Er lachte und hielt ihr den vollen Löffel hin.
„Halt! Der gehört wieder dir!“ schalt sie, denn sie wachte sorgsam darüber, daß die Teilung redlich vollzogen würde: erst sie einen Löffel, dann er einen Löffel — und dazu einen Kuß als Merkzeichen.

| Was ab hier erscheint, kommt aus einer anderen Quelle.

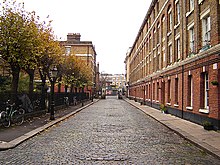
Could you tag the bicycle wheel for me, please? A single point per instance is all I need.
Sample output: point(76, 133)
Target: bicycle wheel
point(17, 116)
point(5, 119)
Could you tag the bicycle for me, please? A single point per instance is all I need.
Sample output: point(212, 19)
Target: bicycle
point(66, 101)
point(12, 114)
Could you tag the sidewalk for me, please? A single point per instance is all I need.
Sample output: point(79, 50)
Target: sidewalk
point(14, 135)
point(208, 140)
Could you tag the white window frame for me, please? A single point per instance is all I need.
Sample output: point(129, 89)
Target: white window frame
point(170, 20)
point(191, 91)
point(67, 50)
point(178, 48)
point(178, 12)
point(206, 99)
point(170, 53)
point(191, 5)
point(206, 30)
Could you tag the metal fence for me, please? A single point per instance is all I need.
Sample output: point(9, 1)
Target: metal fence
point(36, 100)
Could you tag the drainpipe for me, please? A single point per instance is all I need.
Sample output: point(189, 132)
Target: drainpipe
point(182, 89)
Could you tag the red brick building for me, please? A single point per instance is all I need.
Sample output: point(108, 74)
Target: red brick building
point(175, 59)
point(85, 50)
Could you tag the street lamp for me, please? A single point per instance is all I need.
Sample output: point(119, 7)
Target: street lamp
point(53, 77)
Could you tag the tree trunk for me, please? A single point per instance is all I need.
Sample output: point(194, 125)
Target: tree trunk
point(31, 83)
point(59, 85)
point(15, 80)
point(43, 90)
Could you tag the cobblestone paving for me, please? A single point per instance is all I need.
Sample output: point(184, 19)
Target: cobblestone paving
point(108, 132)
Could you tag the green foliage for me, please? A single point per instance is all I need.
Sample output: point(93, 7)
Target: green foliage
point(5, 83)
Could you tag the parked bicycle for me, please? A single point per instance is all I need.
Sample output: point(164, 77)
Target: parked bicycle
point(66, 102)
point(12, 114)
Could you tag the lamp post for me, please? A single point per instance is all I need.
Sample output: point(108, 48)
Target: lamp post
point(53, 77)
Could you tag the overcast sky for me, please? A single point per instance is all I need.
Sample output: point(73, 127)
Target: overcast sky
point(112, 25)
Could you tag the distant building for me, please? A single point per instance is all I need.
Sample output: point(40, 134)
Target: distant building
point(85, 50)
point(112, 83)
point(175, 59)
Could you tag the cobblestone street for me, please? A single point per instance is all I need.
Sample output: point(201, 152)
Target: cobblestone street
point(110, 131)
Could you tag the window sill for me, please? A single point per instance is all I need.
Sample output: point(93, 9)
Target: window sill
point(169, 104)
point(177, 25)
point(189, 108)
point(200, 1)
point(206, 111)
point(188, 13)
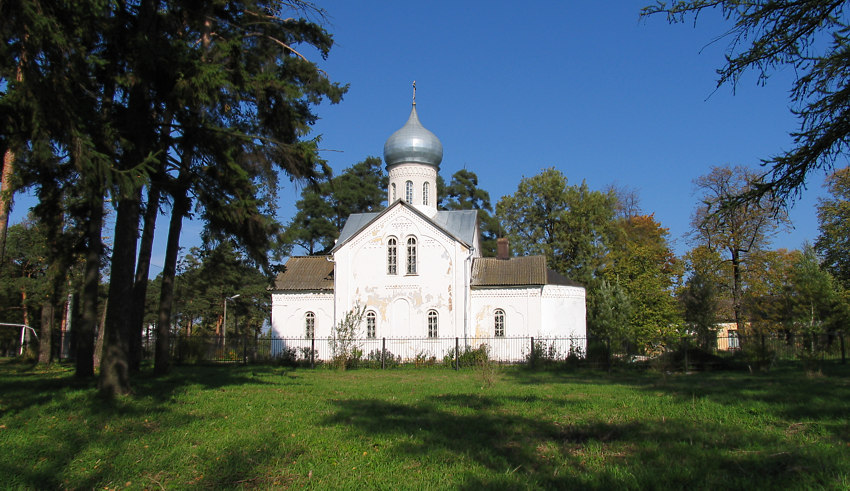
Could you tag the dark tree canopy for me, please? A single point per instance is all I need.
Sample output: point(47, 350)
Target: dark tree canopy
point(324, 207)
point(463, 193)
point(811, 38)
point(833, 242)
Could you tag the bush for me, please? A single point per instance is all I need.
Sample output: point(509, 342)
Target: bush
point(468, 356)
point(542, 354)
point(390, 360)
point(288, 357)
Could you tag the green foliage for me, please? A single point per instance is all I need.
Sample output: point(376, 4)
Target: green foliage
point(735, 231)
point(463, 193)
point(572, 226)
point(467, 356)
point(810, 38)
point(389, 359)
point(609, 312)
point(833, 242)
point(700, 302)
point(207, 276)
point(813, 297)
point(643, 264)
point(324, 208)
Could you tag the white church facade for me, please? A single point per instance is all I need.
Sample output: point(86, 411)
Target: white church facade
point(419, 274)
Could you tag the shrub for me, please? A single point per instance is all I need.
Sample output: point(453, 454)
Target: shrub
point(345, 350)
point(390, 360)
point(288, 357)
point(468, 356)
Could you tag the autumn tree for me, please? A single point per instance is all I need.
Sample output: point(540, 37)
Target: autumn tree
point(571, 225)
point(128, 96)
point(735, 230)
point(642, 262)
point(810, 38)
point(833, 242)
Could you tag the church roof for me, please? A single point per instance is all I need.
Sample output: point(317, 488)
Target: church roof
point(516, 271)
point(460, 224)
point(413, 143)
point(306, 273)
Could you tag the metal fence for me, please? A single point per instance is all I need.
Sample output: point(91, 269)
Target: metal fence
point(679, 352)
point(375, 351)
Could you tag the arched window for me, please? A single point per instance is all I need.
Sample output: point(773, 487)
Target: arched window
point(408, 191)
point(371, 324)
point(411, 255)
point(392, 256)
point(499, 322)
point(432, 323)
point(309, 325)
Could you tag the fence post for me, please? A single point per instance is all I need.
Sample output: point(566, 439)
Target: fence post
point(457, 354)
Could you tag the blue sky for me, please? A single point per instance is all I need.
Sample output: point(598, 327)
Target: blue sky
point(512, 88)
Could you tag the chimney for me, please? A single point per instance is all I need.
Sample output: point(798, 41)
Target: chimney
point(502, 248)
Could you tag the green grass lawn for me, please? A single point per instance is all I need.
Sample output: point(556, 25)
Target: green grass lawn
point(268, 427)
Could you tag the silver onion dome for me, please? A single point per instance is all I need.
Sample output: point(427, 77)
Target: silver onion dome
point(412, 143)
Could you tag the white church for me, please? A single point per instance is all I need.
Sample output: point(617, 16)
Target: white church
point(419, 274)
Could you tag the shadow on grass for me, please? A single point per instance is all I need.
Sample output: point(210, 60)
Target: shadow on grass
point(497, 445)
point(789, 393)
point(56, 432)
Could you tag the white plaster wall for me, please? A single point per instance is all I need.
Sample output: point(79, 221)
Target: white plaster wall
point(521, 306)
point(418, 174)
point(289, 311)
point(564, 312)
point(402, 301)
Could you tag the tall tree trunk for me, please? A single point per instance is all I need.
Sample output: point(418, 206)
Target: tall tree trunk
point(98, 344)
point(45, 338)
point(91, 283)
point(115, 365)
point(6, 197)
point(6, 177)
point(181, 206)
point(140, 285)
point(736, 291)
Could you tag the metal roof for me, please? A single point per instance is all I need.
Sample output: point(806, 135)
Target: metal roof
point(516, 271)
point(306, 273)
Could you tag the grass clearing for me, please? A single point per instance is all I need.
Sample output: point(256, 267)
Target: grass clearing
point(264, 427)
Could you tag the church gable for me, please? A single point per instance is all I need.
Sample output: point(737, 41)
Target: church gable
point(306, 273)
point(459, 226)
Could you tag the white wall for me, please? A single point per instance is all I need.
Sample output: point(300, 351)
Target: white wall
point(289, 312)
point(402, 301)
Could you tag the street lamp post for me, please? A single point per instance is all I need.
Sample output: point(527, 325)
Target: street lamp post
point(224, 320)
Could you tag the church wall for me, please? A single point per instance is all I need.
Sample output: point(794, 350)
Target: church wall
point(563, 312)
point(402, 301)
point(418, 174)
point(289, 312)
point(521, 306)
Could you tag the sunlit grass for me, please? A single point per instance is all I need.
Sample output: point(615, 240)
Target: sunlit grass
point(406, 428)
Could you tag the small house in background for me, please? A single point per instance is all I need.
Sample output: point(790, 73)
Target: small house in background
point(418, 272)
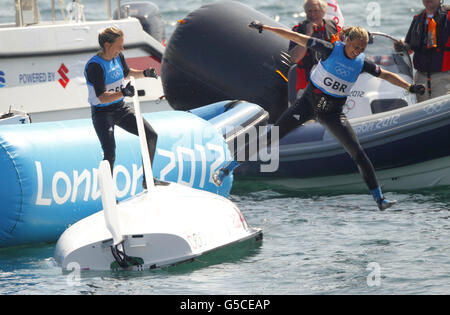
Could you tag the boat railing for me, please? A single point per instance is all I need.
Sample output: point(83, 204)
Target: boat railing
point(27, 11)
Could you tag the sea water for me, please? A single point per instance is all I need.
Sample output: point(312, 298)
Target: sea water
point(313, 243)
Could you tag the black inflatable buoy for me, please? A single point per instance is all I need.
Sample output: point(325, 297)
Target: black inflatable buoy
point(213, 55)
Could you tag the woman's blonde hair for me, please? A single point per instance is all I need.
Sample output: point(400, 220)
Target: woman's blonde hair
point(323, 5)
point(109, 35)
point(356, 32)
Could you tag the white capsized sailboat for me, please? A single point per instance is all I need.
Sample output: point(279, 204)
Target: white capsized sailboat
point(165, 225)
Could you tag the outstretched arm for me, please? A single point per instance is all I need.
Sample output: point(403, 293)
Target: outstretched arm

Als die Pfanne leer war, sagte sie erschrocken: „So, schön! Jetzt haben wir der Zenza gar nichts übrig lassen. Aber was sagst du! Jetzt ist die noch allweil nit da! Komm, wir müssen uns ein lützel umschauen nach ihr.“ Sie lief zur Tür hinaus und rief mit heller Stimme: „Zenza, Zenza!“ Ringsumher hörte sie nur das dumpfe Brüllen der Kühe und das ruhelose Gebimmel der Almglocken. Als Haymo zu ihr trat, sagte sie: „Wirst sehen, die hat sich im Wald verschlafen. Aber wart nur, ich find sie schon!“ Mit klappernden Schuhen lief sie gegen den Bergwald. Haymo haschte sie, und nun wanderten sie langsam, eins ans andere geschmiegt, dem Schatten der Bäume entgegen, den die sinkende Sonne schon dunkel und lang über das Almfeld warf. Als sie den Waldsaum erreichten, hatten sie schon wieder vergessen, was sie hierher geführt. Wo sie gingen, blühten mit dunklem Rot die Almrosen. Sie pflückten die schönsten der blühenden Zweige, und nach einer Weile prangte ein Strauß an Gittlis Mieder, ein anderer auf Haymos Kappe. Er legte den Arm um ihre Schulter, sie lehnte die Wange an seine Brust, und so wanderten sie dem Feuerpalfen zu, aus dessen verbranntem Rasen schon wieder die grünen Grasspitzen hervorlugten.
„Hast du nit daherdenken müssen in der Sonnwendnacht?“ fragte er leis.
Sie nickte errötend. „Und wie ich eingeschlafen bin, da hab ich geträumt.“
„Was denn?“
„Daß du mir eine Scheib getrieben hättst!“
„Aber, Narrerl, du liebs! Das hab ich ja doch getan!“ lachte er. „Die allergrößte hab ich getrieben für mein kleines Schatzl. Und geflogen ist sie, als wär die Sonn heruntergefallen.“
Sie umschlangen und küßten sich, als fänden sich ihre Lippen zum erstenmal. Kein Wunder, daß sie dabei die näherkommenden Schritte zweier Männer und einen stammelnden Ruf überhörten, der vom Saum des Waldes herklang.
Nun standen sie aneinandergeschmiegt und blickten still hinunter in die gähnende Tiefe. Glatt und schwarzgrün lag der See zwischen seinen felsigen, schon von dunklen Schatten umwobenen Ufern.